Yup, an anxiety attack while sleeping. Who ever heard of that? I never have had one before so I’m only assuming that’s what it was but fuck man it sucked royally. I felt all scared and was shaking. I was like terrified of not being able to go back to sleep but terrified to sleep at the same time. Suck. Suck. Suck.

So normally when I have these dreams of someone cheating on me or people hating me in general it’s my boyfriend and people I know. I think I sent my system into shock mode by throwing Gene Wilder into the mix.

Maybe it has something to do with Theraflu at work and then Nyquil at home before bed. Maybe it was brought on by the drama that is my job. Maybe I’m just crazy. Whatever.
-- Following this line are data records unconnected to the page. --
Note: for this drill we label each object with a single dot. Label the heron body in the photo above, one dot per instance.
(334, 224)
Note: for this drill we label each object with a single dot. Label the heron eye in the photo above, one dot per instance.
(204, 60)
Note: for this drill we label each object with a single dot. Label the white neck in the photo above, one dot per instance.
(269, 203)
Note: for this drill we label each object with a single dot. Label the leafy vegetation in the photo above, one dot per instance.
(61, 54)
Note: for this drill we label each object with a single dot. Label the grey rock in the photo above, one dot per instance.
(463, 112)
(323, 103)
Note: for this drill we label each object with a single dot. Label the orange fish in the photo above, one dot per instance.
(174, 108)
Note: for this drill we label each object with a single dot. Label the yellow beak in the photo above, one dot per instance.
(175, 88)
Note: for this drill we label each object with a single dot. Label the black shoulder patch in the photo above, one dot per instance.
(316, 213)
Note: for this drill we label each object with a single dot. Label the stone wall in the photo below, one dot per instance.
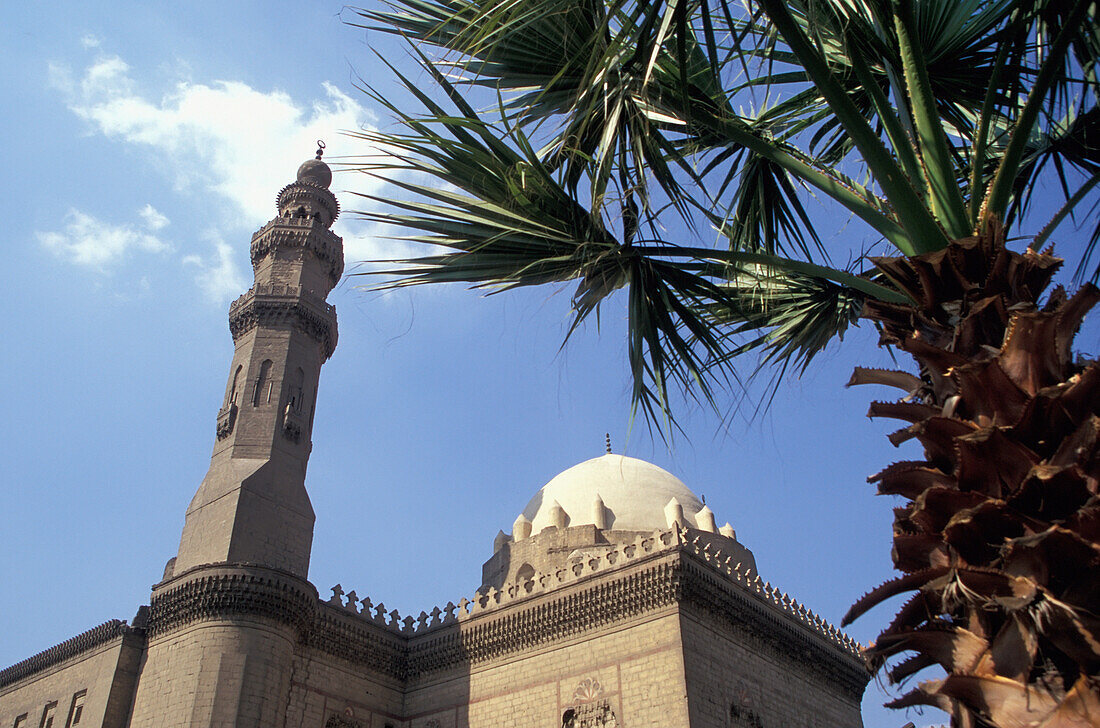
(626, 675)
(87, 681)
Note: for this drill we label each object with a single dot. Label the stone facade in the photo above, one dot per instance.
(601, 620)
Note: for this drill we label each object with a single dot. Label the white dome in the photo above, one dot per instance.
(635, 495)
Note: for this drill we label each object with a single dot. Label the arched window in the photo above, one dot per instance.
(232, 389)
(259, 395)
(743, 716)
(590, 715)
(525, 574)
(297, 394)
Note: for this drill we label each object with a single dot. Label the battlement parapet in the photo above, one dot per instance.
(70, 648)
(688, 542)
(290, 232)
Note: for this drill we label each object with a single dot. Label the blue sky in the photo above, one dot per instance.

Speaking of my job I’m sure you’ll all be pleased to hear that I was cornered last night by a gentleman who repeatedly told me how he admired me and wanted to be as brave as me all the while trying to cop a feel and letting spittle fly from his mouth onto my fucking face. The look on my face was pure terror and therefore his friend gave me a hundred dollar tip. I said good day to all of them and ran my ass far away never to return. No shit.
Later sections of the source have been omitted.